Les choses vont assez bien pour offrir de l’expansion au mouvement. On envisage d’ouvrir un point de service dans le secteur de West Ferris, à North Bay. Plusieurs institutions financières ont fermé leurs portes à cet endroit. « Je reçois des appels tous les trimestres pour nous mentionner que des banques ferment et ils aimeraient qu’on s’installe à leur place », ajoute M. Richard. Fonds d’aide aux communautés L’administration de la Caisse de Hearst avait mis sur pied dans les dernières années un fonds qui vient en aide aux organismes locaux. Malgré la fusion, non seulement le fonds existe encore, mais les cinq autres régions ont suivi l’initiative. Pour le secteur Hearst, Mattice et Longlac, l’enveloppe est de 600 000 $. Grâce au programme de ristourne, 100 000 $ y seront ajoutés cette année. Ce fonds a remis 10 000 $ pour rénover l’Écomusée, 35 000 $ pour l’amélioration d’une patinoire extérieure, 50 000 $ pour rénover le gymnase de l’Université de Hearst et 100 000 $ pour la reconstruction du Camp Source de Vie.

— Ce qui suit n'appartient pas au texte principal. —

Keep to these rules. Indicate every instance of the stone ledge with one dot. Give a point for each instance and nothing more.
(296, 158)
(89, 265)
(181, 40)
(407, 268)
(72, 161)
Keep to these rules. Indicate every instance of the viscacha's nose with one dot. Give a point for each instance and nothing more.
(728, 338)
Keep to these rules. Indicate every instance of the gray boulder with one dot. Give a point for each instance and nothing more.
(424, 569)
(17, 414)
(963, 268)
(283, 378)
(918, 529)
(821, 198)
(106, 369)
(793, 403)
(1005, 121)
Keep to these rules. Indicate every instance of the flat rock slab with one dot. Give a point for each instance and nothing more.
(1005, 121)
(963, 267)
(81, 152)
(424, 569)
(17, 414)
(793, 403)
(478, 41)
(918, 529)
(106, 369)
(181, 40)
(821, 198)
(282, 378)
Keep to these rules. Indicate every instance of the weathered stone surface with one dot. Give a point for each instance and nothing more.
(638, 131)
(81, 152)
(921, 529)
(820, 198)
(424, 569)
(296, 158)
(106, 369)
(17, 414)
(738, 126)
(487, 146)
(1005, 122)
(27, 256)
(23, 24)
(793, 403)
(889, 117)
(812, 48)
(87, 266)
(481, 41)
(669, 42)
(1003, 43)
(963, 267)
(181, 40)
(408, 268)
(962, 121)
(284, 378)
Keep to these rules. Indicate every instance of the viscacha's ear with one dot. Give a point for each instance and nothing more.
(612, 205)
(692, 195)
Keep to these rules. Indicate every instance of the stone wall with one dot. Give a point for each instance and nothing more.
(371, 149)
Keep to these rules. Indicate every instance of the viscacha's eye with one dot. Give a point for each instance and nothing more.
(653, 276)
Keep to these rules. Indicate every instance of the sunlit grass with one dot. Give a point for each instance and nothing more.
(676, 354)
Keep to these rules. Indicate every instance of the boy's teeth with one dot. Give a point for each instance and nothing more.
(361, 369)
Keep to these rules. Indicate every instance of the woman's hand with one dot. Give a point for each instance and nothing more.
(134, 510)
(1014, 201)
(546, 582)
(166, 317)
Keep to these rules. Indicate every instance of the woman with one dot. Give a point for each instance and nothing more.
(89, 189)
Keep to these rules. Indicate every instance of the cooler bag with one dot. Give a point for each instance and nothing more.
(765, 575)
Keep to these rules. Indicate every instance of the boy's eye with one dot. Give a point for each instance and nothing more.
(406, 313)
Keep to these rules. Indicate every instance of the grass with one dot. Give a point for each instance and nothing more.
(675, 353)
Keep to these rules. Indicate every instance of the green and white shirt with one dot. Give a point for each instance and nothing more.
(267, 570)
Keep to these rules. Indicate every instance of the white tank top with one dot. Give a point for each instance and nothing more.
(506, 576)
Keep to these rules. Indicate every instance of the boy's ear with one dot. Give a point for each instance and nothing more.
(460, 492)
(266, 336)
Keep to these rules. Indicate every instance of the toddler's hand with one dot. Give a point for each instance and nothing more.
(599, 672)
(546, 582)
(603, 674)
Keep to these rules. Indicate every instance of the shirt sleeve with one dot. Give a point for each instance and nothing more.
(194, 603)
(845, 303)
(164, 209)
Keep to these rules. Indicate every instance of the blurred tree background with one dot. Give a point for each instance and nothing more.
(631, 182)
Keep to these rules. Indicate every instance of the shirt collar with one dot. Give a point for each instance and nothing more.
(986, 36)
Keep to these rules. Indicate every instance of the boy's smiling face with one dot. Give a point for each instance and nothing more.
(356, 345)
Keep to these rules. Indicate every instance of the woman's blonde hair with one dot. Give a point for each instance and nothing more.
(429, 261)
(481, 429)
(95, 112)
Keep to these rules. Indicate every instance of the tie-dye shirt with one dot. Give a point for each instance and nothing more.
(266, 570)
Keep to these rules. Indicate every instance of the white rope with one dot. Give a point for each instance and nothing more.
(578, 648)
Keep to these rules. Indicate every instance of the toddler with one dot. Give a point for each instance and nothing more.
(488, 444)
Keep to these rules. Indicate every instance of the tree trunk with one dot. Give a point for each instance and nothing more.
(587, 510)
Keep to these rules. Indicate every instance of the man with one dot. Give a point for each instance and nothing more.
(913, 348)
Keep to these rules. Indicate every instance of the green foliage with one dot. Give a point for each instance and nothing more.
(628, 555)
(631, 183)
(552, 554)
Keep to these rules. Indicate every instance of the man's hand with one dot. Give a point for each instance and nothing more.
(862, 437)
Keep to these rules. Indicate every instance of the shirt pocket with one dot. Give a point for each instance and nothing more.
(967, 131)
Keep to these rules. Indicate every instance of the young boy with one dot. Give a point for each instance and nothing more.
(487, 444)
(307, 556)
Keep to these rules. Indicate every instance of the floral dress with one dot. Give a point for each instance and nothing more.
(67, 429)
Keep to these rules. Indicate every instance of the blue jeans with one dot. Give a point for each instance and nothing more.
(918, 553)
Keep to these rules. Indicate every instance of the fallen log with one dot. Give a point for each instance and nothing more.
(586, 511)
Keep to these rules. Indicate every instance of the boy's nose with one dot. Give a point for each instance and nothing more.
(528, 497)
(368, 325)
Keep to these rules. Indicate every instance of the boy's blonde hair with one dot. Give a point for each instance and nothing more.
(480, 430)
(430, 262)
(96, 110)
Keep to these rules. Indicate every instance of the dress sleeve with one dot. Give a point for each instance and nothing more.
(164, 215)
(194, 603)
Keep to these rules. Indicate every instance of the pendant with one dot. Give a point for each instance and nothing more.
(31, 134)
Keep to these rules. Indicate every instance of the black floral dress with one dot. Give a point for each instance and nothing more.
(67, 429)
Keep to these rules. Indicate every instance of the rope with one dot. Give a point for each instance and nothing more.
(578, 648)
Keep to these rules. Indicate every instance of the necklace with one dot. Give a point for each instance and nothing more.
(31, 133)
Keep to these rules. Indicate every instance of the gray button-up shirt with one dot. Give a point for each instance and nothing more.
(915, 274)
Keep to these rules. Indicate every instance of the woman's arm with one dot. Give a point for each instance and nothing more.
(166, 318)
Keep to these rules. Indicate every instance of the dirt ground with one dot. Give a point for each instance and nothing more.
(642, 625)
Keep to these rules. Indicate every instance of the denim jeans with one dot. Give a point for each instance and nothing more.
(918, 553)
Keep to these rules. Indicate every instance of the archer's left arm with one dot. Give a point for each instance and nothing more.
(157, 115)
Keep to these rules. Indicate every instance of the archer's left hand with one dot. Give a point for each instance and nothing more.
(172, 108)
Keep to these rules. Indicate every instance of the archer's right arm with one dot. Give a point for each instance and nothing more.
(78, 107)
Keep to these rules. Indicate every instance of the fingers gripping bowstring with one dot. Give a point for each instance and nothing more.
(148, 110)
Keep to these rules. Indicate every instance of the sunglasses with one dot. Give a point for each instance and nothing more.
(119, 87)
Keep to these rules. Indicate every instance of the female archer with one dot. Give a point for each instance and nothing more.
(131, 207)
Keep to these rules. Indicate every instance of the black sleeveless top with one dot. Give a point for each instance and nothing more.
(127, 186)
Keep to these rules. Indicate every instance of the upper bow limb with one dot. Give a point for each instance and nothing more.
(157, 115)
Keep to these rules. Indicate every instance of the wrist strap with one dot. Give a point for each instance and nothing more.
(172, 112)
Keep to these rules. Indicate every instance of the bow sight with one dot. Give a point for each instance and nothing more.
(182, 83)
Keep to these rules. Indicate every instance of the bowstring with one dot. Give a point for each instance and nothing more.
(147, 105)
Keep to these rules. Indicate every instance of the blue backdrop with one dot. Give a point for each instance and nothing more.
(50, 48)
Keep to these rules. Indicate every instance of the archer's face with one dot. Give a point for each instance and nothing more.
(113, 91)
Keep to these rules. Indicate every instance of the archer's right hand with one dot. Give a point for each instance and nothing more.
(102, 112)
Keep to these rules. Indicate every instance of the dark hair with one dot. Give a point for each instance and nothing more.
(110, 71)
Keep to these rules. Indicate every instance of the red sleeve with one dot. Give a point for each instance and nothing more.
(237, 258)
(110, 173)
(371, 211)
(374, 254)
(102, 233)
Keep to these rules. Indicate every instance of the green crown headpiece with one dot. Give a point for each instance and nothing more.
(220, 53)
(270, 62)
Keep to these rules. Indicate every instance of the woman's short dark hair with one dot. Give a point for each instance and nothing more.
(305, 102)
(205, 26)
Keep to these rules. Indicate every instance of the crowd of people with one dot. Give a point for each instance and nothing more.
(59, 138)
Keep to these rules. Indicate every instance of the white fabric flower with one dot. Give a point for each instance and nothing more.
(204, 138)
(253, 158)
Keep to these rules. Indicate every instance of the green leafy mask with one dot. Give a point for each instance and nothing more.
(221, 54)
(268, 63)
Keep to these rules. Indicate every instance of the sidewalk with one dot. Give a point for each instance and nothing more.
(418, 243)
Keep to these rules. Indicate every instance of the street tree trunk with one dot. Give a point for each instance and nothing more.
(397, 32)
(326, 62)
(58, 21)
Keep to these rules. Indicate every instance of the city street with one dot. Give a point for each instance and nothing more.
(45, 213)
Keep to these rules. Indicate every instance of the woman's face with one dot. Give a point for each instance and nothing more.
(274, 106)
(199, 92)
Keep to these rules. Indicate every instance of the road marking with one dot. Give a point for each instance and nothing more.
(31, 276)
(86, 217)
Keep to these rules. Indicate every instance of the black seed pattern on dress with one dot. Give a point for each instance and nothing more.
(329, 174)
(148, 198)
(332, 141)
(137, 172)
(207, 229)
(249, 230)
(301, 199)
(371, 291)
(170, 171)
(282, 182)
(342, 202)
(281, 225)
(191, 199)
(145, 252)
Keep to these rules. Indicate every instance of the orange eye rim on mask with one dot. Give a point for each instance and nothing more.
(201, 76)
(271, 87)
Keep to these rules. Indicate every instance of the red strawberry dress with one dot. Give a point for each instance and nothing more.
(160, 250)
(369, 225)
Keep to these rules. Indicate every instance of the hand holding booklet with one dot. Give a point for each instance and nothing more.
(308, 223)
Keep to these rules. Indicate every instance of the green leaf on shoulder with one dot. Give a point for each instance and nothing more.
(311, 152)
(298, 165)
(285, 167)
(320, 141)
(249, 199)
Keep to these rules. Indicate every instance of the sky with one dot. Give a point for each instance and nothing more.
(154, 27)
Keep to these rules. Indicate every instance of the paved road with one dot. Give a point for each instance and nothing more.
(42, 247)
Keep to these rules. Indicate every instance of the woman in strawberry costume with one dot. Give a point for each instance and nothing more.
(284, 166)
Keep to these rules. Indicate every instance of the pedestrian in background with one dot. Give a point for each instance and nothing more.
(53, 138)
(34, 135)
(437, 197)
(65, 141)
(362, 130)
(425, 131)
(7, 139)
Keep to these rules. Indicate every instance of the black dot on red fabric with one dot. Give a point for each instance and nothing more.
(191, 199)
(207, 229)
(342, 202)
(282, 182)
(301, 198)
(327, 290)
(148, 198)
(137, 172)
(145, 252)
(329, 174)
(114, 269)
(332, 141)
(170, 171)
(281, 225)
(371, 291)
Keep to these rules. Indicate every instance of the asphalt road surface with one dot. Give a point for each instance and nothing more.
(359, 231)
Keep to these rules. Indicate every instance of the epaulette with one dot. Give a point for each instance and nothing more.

Nouveau modèle de gouvernance

L’année 2019 servira à mettre sur pied le nouveau plan de gouvernance. Dernièrement, 12 assemblées générales informatives ont été présentées afin de démystifier le modèle de gouvernance. La première chose que nous devons comprendre est la division du territoire. On compte six régions : la région Nord-Ouest dont nous faisons partie, Nord-Centre, Nord-Est, Nipissing-Ouest, Nipissing-Centre et Nipissing-Est. Chaque région devra élire un comité local comprenant six délégués remplissant des mandats de trois ans. Deux délégués seront élus chaque année. Des volontaires seront ajoutés à cette table, à la discrétion du directeur régional. Ces six personnes élues se joindront à une grande table, c’est-à-dire les comités de chaque région. Il s’agira d’une table de 36 personnes.
Ce comité a comme mandat de voter pour les douze personnes qui formeront le conseil d’administration et agira globalement à titre de consultant. Ces gens seront les yeux et les oreilles du conseil d’administration sur le terrain. C’est aussi eux qui décideront à quel endroit l’argent du fonds sera dirigé.

Élection du CA

Le conseil d’administration sera formé de douze personnes, soit deux sociétaires de chaque région. Les personnes intéressées à siéger à cette table devront postuler auprès du comité local et remplir un mandat de trois ans. « La nouvelle formule utilisée a pour but de garantir que toutes les régions soient représentées avec équité et non égalité. De cette manière, une région plus populeuse ne peut prendre le contrôle du conseil d’administration. C’est la meilleure méthode trouvée pour respecter la loi et respecter nos promesses », conclut Pierre Richard.

Le nouveau conseil sera effectif le 1er janvier 2020.